Een pendelautomaat met 'slechts' een tweetal positie melders, daar zijn toch best wel veel routes voor te verzinnen. Op deze bladzijde principes voor routes schematisch weergegeven, gebruik makend van de mogelijkheden van PenDel.
"Heen en weer"
Beide melders instellen op keren.
Loc rijdt van het ene station naar het andere station, wacht daar een willekeurige periode, keert en rijdt weer terug.
"Ovaal"
Beide melders instellen op niet keren.
Loc rijdt van het enen station naar het andere station, stopt, wacht een willekeurige periode en rijdt weer verder naar het eerste station.
"Heen en weer, met tussenstop"
Melder 1 instellen op keren, Melder 2 op niet keren.
Bij gebruik van 'actieve' sensoren als Hallsensor of IR reflectie sensor de uitgangen van de sensoren, aangesloten op melder 1, via een diode (IN4148) verbinden naar de gezamenlijke melder ingang 1. Anode(lange pootje) aan de sensor uitgang, cathodes aan de Melder ingang.
Loc rijdt van linker station naar het midden station. Stopt daar en wacht een willekeurige periode. Rijdt daarna door naar het station an de andere kant. Stopt, wacht een periode, keert en rijdt terug naar het middelste station. Stopt, wacht en rijdt weer verder naar het linker 'begin' station. En cyclus begint weer van voor af aan.
"Heen en weer, tussenstop wisselend spoor"
Melder 1 instellen op keren. Twee sensoren via de diodes aansluiten en plaatsen bij linker en rechter station.
Melder 2, instellen op niet keren. Twee sensoren bij de tussenstations via diodes aansluiten op de melder 2 ingang.
In de route twee vast ingestelde wissels, links op afslaan, rechts op rechtdoor.
Loc rijdt van linker station, via de wissel naar bovenste station, stopt, wacht en rijdt weer verder naar het rechter station. Stopt, wacht, keert en rijdt via de wissel naar het onderste midden station. Stopt, wacht en rijdt weer terug naar het linker station.
Vanzelfsprekend moet beide wissels open gereden kunnen worden.
3 kopstations, 1 tussenstation.
Beide melders instellen op keren, sensoren bij de stations via diodes aansluiten op de melders.

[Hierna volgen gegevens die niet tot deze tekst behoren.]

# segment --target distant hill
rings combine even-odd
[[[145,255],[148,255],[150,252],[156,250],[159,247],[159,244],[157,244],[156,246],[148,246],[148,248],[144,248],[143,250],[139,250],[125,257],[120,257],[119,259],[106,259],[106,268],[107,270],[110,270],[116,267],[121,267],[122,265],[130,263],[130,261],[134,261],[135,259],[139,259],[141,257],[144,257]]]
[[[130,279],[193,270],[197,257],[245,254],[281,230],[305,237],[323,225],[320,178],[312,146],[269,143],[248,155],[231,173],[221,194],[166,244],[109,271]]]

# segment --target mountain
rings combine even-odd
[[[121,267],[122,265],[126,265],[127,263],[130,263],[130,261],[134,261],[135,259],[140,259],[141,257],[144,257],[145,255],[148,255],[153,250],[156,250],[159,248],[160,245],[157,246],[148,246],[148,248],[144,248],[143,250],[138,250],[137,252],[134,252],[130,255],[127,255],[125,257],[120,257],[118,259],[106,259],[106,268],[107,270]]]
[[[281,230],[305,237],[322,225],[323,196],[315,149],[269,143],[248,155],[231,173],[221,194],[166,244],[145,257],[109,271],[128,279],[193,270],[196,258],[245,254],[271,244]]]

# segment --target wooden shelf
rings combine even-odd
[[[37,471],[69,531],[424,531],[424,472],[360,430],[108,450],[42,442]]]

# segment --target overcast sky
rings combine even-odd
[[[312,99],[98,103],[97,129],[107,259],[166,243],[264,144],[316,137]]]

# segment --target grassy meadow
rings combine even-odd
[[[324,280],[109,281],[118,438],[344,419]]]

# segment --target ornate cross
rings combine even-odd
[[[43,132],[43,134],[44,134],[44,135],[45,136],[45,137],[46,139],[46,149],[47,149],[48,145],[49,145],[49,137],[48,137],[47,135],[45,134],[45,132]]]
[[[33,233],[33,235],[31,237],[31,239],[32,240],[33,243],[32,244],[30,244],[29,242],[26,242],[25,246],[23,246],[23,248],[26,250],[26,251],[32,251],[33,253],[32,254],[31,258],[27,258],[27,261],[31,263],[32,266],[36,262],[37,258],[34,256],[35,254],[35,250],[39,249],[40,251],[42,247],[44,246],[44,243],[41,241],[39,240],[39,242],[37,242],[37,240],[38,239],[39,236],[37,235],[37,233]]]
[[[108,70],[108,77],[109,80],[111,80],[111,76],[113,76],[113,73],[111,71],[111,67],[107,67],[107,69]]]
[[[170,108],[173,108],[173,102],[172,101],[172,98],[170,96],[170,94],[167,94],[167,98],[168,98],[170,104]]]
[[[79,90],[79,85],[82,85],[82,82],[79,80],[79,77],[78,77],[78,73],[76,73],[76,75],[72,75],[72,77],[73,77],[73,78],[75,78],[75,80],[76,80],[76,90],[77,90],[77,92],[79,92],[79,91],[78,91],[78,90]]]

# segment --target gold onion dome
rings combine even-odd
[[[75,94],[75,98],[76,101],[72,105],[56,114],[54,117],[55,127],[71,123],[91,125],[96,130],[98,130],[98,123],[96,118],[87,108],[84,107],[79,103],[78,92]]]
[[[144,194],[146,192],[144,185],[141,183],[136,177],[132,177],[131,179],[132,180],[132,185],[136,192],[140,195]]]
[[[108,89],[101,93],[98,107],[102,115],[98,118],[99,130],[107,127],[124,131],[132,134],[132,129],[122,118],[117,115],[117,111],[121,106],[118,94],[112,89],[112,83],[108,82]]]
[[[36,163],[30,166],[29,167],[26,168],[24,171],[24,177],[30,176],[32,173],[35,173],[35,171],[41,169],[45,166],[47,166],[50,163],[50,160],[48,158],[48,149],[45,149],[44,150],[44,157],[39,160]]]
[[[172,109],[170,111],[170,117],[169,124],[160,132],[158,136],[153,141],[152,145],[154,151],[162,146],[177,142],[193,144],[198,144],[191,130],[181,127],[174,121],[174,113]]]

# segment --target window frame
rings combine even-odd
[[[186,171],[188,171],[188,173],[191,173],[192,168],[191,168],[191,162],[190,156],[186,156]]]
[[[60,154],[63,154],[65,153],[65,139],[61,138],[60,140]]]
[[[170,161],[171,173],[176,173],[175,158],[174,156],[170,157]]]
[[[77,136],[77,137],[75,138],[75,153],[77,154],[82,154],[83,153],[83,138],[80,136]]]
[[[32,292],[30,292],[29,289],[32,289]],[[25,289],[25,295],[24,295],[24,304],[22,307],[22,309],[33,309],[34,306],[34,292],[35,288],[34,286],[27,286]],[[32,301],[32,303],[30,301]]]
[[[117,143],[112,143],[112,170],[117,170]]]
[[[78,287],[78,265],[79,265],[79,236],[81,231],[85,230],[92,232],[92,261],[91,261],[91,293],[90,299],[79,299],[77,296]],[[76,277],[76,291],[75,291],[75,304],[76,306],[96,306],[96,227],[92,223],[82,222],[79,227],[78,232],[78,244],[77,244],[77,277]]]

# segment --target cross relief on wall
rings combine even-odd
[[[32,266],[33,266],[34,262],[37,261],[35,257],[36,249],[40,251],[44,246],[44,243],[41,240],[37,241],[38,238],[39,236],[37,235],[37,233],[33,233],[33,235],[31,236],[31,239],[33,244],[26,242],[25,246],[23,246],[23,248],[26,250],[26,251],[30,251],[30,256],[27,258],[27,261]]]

Melders met een diode aansluiten op de M1 en M2 connector, anders maken de twee uitgangen van aan elkaar verbonden sensoren sluiting met elkaar.
Wissel linksonder vast instellen op rechtdoor, wissel rechts instellen op afslaan. Wissel linksboven wordt bediend door de treinenloop, hiervoor de twee sensoren W. Linker zet de wissel afslaand, rechter zet de wissel rechtuit.
Loc begint linksonder. Rijdt naar station 2 links. Passeert daarbij wissel sensor-rechts, zet wissel linksboven rechtuit. Stopt in het station, wacht, keert en rijdt via het bovenste spoor terug, stopt NIET in station 2 midden, dit is hetzelfde station als waar de loc uit is vertrokken, via de wissel, passeert de wissel sensor die de wissel nu afslaand zet. Bereikt het station 1 boven. Stopt, wacht, keert en rijdt over de wissel naar station 2 in het midden. Stopt, wacht, keert en rijdt terug via de wissel naar station links onder. Daarom is de cyclus voltooid.
Ook hier moeten alle wissels open gereden kunnen worden.
Route 6 maakt gebruik van 6 wissels die op twee plaatsen gelijktijdig worden omgelegd.
Op iedere melder aansluiting 4 melders.(vergeet de diodes niet)
Loc rijdt alle sporen zigzaggend naar beneden en daarna weer zigzaggend naar boven.